De aanpak van vervuilde bovengrond en van vervuild grondwater

U bekijkt op dit moment een afgesloten indicator. Deze indicator wordt niet meer bijgewerkt. De reden hiervoor staat hieronder vermeld. De archiefversies van deze indicator (indien aanwezig) zijn nog wel beschikbaar.

Deze indicator wordt niet meer geactualiseerd.

Informatie over de aanpak van vervuilde grond is te vinden in de volgend indicator:

Bij bodemsanering kan er sprake zijn van een relatief snelle bovengrondsanering, of een relatief langdurige ondergrondsanering (grondwater), dan wel een combinatie van beide.

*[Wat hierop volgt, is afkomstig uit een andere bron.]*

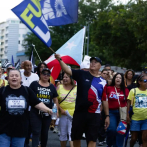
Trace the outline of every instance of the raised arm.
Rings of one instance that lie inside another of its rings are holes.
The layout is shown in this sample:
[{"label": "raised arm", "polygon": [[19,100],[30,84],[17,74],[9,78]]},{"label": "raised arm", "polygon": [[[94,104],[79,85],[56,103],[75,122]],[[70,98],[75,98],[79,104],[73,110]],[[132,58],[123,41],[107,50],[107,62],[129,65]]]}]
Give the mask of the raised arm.
[{"label": "raised arm", "polygon": [[63,70],[65,73],[67,73],[67,74],[69,74],[70,76],[72,76],[72,71],[71,71],[71,69],[62,61],[60,55],[59,55],[59,54],[55,54],[55,58],[59,61],[62,70]]}]

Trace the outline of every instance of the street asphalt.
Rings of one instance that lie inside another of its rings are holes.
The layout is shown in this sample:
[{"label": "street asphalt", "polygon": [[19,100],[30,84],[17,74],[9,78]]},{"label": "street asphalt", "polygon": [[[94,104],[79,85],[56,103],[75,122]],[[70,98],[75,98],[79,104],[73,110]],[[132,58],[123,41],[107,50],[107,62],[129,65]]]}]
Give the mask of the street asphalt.
[{"label": "street asphalt", "polygon": [[[106,144],[104,144],[103,146],[98,146],[98,142],[97,142],[96,147],[106,147],[106,146],[107,146]],[[30,142],[30,147],[31,147],[31,142]],[[58,134],[49,131],[47,147],[61,147]],[[67,142],[66,147],[70,147],[69,142]],[[81,147],[87,147],[85,140],[81,140]],[[129,147],[129,143],[127,147]],[[136,143],[134,147],[139,147],[138,143]]]}]

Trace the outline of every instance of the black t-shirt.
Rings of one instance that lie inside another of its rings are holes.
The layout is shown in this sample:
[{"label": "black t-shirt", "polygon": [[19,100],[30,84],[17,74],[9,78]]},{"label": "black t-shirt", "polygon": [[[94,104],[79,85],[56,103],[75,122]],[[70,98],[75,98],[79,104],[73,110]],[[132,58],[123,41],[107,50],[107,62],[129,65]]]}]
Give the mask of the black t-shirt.
[{"label": "black t-shirt", "polygon": [[[53,84],[50,84],[48,87],[43,87],[38,83],[38,81],[34,81],[31,83],[30,88],[34,91],[39,100],[41,100],[47,107],[52,109],[53,98],[58,96]],[[32,109],[35,110],[35,108]],[[38,112],[37,109],[36,111]]]},{"label": "black t-shirt", "polygon": [[88,71],[72,70],[72,77],[77,81],[77,99],[75,112],[100,113],[102,93],[106,80],[94,77]]},{"label": "black t-shirt", "polygon": [[28,131],[28,107],[40,103],[34,92],[24,86],[12,89],[9,85],[0,88],[0,134],[10,137],[26,137]]}]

Bovengrond- en ondergrondsaneringen in 2008

Bij een verontreinigde bodem gaat het zelden of nooit om alleen verontreiniging in de bovenste laag van de bodem, maar ook om verontreinigingen die wegzakken naar het grondwater en daar verder worden meegevoerd. De aanpak van boven- en ondergrond is verschillend en de aanpak van de ondergrond duurt meestal veel langer dan die van de bovengrond. De eerste figuur geeft weer hoe de saneringen van 2008 waren verdeeld over ondergrond, bovengrond of een combinatie van beide.
Voordat een sanering kan worden uitgevoerd wordt op een verontreinigde locatie een gebied vastgesteld waarbinnen de verontreiniging over de toegestane norm heen gaat. Dit is de zogenaamde interventiewaardencontour.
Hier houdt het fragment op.